Il semblerait que j'ai de la chance. Tant mieux, je ne suis pas d'humeur à supporter longtemps ses sarcasmes. Je bous. Savoir nos hommes entre les mains de cette gamine... Sait-elle seulement ce qu'elle fait ? Je ne vois vraiment pas ce que mon père vient faire là-dedans.

_ Vous devriez l'interroger sur le siège de Thèbes, continue le pirate. C'est une période fascinante, le siège de Thèbes. Vous sauriez pourquoi il fait tant confiance à la reine.

_ Mon père avait vingt ans, c'était son premier combat.

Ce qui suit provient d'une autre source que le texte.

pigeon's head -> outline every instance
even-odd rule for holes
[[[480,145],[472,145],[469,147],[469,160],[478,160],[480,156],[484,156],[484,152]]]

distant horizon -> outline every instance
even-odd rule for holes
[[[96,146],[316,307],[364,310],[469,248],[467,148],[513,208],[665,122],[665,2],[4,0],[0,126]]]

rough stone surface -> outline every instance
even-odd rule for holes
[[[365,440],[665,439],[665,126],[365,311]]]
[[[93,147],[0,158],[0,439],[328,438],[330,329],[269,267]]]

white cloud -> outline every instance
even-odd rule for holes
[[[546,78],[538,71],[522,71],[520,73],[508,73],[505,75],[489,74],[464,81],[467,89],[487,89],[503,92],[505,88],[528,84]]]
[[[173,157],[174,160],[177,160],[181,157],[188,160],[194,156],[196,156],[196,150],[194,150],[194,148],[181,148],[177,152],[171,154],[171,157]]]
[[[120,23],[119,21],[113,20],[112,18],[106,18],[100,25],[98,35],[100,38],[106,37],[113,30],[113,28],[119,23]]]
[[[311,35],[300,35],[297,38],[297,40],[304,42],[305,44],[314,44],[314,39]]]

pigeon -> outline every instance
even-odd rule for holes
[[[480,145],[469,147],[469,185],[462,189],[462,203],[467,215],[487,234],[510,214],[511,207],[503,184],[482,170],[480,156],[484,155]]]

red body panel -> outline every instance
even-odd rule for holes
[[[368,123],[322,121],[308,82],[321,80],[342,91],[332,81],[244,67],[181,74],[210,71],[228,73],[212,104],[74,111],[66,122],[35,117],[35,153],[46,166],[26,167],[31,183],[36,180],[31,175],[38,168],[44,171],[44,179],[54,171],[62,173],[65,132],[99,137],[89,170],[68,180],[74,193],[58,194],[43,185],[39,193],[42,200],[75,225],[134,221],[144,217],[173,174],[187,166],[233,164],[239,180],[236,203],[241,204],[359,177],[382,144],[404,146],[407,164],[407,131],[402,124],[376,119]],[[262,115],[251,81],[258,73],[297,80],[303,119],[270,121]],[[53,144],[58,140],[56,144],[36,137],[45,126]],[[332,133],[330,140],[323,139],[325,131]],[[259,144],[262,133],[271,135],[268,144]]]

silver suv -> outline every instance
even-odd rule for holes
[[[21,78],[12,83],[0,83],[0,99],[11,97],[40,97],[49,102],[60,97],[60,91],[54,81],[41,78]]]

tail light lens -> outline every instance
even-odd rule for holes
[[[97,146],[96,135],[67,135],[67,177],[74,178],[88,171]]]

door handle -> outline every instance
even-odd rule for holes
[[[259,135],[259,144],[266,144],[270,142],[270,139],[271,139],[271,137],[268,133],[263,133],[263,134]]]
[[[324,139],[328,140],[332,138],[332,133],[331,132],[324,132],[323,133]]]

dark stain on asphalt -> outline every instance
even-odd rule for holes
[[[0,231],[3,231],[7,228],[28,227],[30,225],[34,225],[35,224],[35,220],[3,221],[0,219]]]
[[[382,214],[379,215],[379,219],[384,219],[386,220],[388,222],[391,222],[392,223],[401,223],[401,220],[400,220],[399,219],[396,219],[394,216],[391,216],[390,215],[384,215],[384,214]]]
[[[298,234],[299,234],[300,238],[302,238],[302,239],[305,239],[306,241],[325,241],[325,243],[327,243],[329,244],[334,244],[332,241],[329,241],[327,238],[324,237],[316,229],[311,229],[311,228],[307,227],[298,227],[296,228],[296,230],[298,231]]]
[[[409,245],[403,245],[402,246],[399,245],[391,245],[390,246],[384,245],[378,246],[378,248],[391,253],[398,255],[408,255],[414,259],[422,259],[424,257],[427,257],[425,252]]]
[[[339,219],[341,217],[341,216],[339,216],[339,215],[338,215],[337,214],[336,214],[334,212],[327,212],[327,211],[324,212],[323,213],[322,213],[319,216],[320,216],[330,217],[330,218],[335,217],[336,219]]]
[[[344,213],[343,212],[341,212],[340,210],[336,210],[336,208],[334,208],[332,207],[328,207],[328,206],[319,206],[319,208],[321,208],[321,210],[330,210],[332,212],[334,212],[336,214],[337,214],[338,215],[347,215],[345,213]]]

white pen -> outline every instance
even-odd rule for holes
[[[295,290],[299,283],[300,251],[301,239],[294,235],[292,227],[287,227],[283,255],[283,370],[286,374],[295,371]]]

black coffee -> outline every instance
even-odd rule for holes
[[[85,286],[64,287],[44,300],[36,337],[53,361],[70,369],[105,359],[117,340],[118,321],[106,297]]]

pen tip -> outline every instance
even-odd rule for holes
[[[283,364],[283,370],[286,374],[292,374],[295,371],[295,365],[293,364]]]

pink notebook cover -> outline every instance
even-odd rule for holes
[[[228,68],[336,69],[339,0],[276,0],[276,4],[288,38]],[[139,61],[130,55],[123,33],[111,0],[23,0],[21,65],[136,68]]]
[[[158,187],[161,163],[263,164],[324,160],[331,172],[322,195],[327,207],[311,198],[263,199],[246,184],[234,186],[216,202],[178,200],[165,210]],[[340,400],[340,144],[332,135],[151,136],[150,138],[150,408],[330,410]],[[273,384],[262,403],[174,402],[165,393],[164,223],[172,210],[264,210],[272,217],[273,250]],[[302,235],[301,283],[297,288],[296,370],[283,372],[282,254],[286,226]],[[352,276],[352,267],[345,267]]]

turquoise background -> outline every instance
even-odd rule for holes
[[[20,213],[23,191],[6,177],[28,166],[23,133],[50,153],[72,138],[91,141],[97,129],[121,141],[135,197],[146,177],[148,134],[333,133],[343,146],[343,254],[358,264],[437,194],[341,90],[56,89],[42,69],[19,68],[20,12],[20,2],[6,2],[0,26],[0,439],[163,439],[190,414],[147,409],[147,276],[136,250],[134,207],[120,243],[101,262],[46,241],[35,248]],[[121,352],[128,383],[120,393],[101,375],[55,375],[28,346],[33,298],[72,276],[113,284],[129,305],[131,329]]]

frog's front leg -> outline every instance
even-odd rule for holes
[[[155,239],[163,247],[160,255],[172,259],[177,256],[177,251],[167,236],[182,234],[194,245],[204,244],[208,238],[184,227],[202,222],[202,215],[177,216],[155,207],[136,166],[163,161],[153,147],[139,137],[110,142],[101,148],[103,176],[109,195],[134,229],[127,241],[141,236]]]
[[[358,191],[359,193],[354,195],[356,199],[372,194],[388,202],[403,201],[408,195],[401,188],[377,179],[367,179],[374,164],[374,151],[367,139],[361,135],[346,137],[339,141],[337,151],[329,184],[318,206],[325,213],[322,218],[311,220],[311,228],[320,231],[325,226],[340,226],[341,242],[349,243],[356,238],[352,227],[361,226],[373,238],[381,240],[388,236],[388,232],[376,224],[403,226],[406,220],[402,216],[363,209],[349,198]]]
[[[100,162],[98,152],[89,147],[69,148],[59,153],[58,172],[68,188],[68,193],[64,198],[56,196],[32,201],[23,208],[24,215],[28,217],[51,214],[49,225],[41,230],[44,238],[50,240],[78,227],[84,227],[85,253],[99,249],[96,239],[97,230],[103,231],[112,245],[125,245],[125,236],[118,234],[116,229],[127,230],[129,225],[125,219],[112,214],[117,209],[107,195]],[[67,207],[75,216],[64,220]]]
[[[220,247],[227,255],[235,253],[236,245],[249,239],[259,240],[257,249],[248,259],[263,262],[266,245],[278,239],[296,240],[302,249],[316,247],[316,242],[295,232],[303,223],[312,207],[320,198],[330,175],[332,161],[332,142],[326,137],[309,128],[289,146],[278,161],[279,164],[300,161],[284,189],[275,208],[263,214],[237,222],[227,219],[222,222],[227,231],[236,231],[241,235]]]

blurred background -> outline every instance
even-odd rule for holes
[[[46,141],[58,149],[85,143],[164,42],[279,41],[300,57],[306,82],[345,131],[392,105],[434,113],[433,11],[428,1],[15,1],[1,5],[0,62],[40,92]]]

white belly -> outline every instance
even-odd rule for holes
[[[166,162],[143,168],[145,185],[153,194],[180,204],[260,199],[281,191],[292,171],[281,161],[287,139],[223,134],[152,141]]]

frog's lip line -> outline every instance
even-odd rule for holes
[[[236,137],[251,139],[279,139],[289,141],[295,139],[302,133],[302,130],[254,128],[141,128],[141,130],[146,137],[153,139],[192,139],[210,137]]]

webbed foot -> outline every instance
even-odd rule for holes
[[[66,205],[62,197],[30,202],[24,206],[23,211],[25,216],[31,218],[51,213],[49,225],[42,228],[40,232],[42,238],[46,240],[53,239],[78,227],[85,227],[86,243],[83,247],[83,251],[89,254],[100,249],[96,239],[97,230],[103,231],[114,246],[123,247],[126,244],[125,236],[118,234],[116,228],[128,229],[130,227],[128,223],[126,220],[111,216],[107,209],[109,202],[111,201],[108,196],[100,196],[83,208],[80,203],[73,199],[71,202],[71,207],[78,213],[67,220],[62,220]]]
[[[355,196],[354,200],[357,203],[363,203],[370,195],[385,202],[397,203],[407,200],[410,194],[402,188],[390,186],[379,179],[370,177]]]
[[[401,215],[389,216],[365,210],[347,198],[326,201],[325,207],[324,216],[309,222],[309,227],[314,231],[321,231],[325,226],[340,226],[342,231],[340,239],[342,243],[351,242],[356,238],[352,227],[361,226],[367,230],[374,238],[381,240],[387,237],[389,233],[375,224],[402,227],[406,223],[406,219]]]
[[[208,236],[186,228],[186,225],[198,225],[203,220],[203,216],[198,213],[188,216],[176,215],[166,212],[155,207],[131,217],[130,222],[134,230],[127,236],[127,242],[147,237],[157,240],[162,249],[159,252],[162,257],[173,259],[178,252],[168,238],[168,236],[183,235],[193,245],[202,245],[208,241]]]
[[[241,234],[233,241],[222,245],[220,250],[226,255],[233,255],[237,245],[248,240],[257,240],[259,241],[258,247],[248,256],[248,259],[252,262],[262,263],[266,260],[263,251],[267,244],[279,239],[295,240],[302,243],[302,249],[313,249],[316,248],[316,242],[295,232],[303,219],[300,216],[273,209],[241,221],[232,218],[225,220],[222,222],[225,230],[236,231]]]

_ Premier combat, première vision de la mort.

_ Et alors ?

_ Premier faux pas, persifle-t-il. Que de choses qu'on n'oublie pas.

Je déteste la tournure de la conversation mais je remporte la première manche. Les hommes laissent éclater leur joie. Le bandit fait une moue à peine contrariée et remet doucement ses cheveux noirs et bouclés en place. J'aperçois un étrange tatouage sur l'intérieur de son poignet gauche, mélange de symbole et de lettre.

_ La marque de l'andréion, répond-il serein face à mon interrogation silencieuse.

_ Vous avez été dans l'andréion ?

_ Cela vous étonne ?

_ Nul ne sort vivant de cet endroit.

_ Il faut croire que la reine a fait deux exceptions.

_ Deux ?

_ Me laisser sortir et ne pas me marquer au fer rouge : un simple tatouage, s'amuse-t-il. Remarquez, je m'en félicite !

_ Vous osez venir à la cour de l'Atlantide ? Comment mon père peut-il tolérer pareille traîtrise ?

Son regard se durcit d'un coup. Il me ferait volontiers ravaler cette insulte. Sa voix devient plus amère et ses dés plus agressifs.

_ Vous croyez que votre père ignore cette marque ? réplique Méphistès outré. Décidément, Prince Iolass, vous avez beaucoup à apprendre. La deuxième manche est pour moi. À vous de commencer la belle.

_ Par Hermès, elle est pour moi !

_ Je m'étonne que vous ne disiez pas la même chose d'Alia. Avec votre réputation...

Je déteste ses sous-entendus; les hommes rient sous cape.

_ Alia ?

_ La Meneuse des vierges d'Artémis.

_ Ne soyez pas stupide.

Il ne répond pas. Son visage vient de se figer. Il tend l'oreille, grave et fait signe à l'assemblée de se taire. Un murmure incompréhensible monte de l'autre côté du bastingage, tout près. Il est stupéfait. C'est une mélopée enivrante, hypnotique mais lugubre. Méphistès se lève incrédule et gagne le pont. Malgré l'interdiction paternelle, je le suis. Que se passe-t-il ? Pourquoi cette mélopée arrêterait-elle notre partie? Le pirate me fait baisser la tête. Pour peu, je croirais qu'elle l'effraie.

_ Venez, approchons-nous.

Sa voix est si froide que cela ne suppose aucune contestation. Nous rampons hors de vue des gardiennes qui grouillent sur le port et sur les remparts. Nous avançons vers le bastingage proche du navire des malades. Nous apercevons Alia, à l'intérieur, les cheveux défaits, les bras levés, paumes retournées vers le ciel. Elle prie. C'est elle qui chante ces paroles étranges. Ce n'est pas de l'amazone. Je ne comprends pas cette langue. Devant elle, sont déposées quatre petites boules sur un plat nacré. Lisses, presque argentées, elles reflètent la lumière pâle de la pièce.

_ Ça alors ! Elle a fini son initiation, murmure Méphistès visiblement admiratif. Je ne l'aurais jamais cru.

_ Quoi ? Que fait-elle ?

_ Elle se voue à Hadès et appelle la mort.

Mon sang ne fait qu'un tour. Impossible ! Je ne peux pas la laisser faire. Je me précipite et quitte le navire des Élites.